An article this week in ISO&Agent identifies a shift in attitude from the traditional core of the merchant acquiring space toward the technology companies that acquirers historically viewed as industry interlopers.
The Electronic Transactions Association has elected to admit as members firms that do not fit the typical payments industry model, such as Google, Verizon, Panasonic, and Ericsson.
The article finds that ISOs and other merchant service providers seem more willing to embrace tech providers as potential business partners because they are more confident that their merchant relationships are safe from disintermediation. What’s more, the merchant relationships that ISOs have cultivated position them as attractive counterparties for firms seeking implementation of new payment technologies, such as mobile payments.
One sure sign of the transition is on display at the Electronic Transactions Association, a Washington-based trade group for ISOs, processors and acquirers.
A successful push to persuade tech companies to join the association represents the biggest change the group’s new CEO, Jason Oxman, has seen in his brief tenure.
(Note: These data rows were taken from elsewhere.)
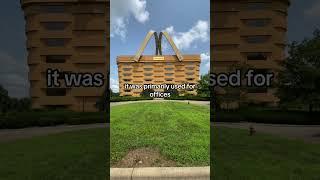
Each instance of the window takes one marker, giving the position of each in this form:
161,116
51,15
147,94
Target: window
53,8
257,22
256,39
148,74
126,69
190,68
55,42
254,6
257,56
56,92
55,26
55,59
258,90
127,74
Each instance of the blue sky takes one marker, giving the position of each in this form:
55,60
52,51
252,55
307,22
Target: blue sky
187,21
302,20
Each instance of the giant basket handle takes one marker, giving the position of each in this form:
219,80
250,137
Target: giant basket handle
138,55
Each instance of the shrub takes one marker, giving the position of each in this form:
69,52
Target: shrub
189,97
268,117
128,98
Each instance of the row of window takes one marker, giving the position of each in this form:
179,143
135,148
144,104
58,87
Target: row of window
97,9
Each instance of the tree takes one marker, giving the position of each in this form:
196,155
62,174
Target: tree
4,100
299,77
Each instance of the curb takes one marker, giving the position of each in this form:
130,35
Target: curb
159,173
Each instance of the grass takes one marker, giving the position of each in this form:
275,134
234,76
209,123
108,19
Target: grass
78,155
180,131
235,155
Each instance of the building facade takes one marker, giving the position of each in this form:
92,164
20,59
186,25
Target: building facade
251,32
70,36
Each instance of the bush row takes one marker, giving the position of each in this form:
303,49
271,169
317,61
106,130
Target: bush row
269,117
194,98
49,118
128,98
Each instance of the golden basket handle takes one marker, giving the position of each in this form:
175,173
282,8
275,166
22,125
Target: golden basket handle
145,42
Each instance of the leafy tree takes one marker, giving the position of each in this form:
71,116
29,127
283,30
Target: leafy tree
299,78
4,100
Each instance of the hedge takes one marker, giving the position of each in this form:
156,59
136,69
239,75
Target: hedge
128,98
269,117
49,118
194,98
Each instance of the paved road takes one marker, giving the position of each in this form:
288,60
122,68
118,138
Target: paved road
204,103
15,134
306,133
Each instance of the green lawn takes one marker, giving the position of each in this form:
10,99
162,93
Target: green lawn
78,155
179,131
262,157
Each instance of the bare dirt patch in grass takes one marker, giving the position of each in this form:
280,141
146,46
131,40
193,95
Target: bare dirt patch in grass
144,157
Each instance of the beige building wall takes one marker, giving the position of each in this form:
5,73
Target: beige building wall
69,35
157,70
251,32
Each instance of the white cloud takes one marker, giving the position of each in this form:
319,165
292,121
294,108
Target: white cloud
184,40
122,10
114,85
314,10
205,62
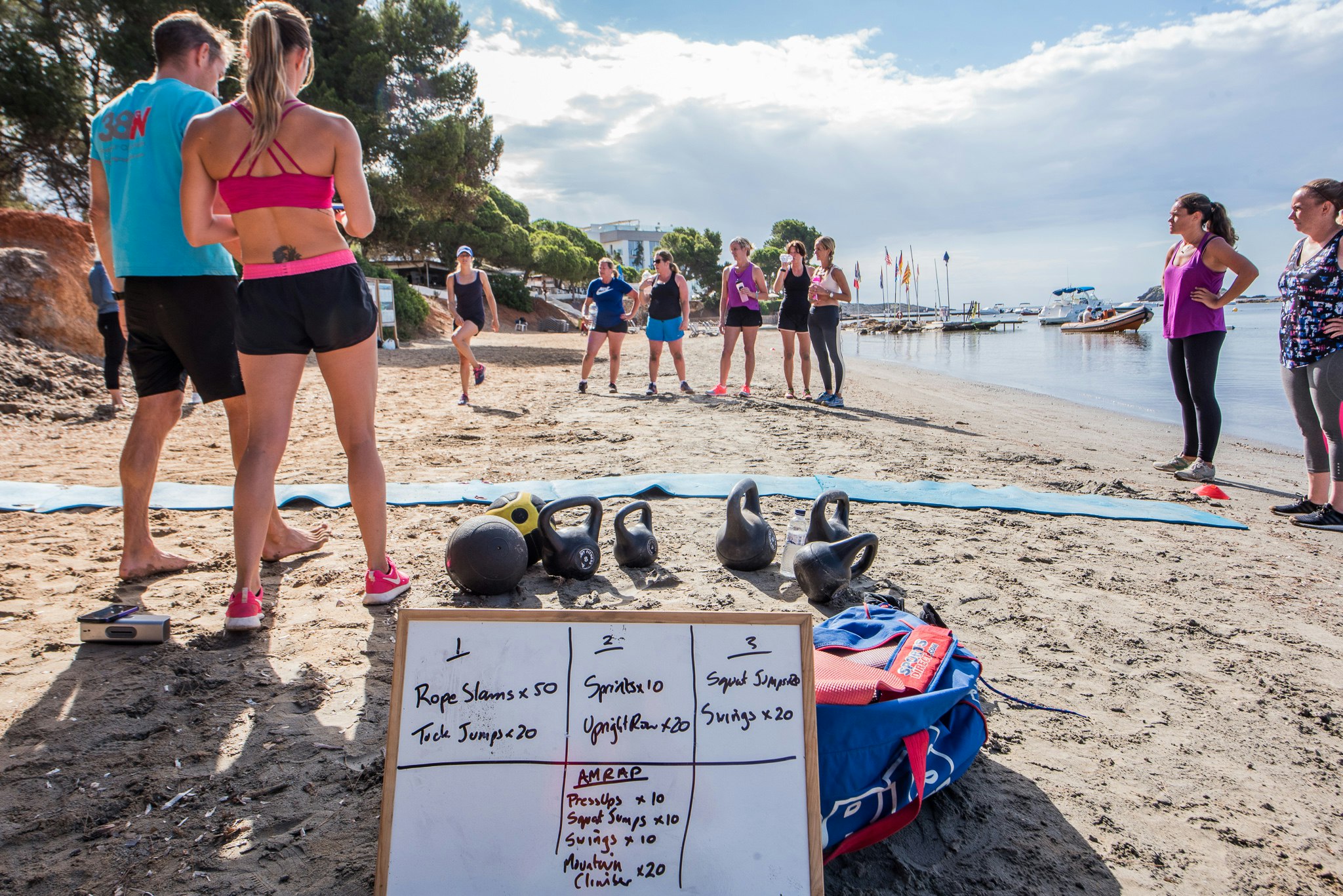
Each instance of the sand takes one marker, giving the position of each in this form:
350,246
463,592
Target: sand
1207,661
In just three months with the organization, he has managed to help bring Google and other tech firms in as members.“One of the things I’ve been focused on since my arrival is in implementing a strategy our board chairman Eddie Myers likes to call ‘expanding the tent,’ ” Oxman says.
Persuading tech companies to join the association could represent an early step in forming relationships between those companies and ISOs, he says.
“When we bring technology companies into ETA and expand our activities around new payments infrastructure, we do so with the goal of creating new business opportunities and fostering business connections for our member companies,” says Oxman.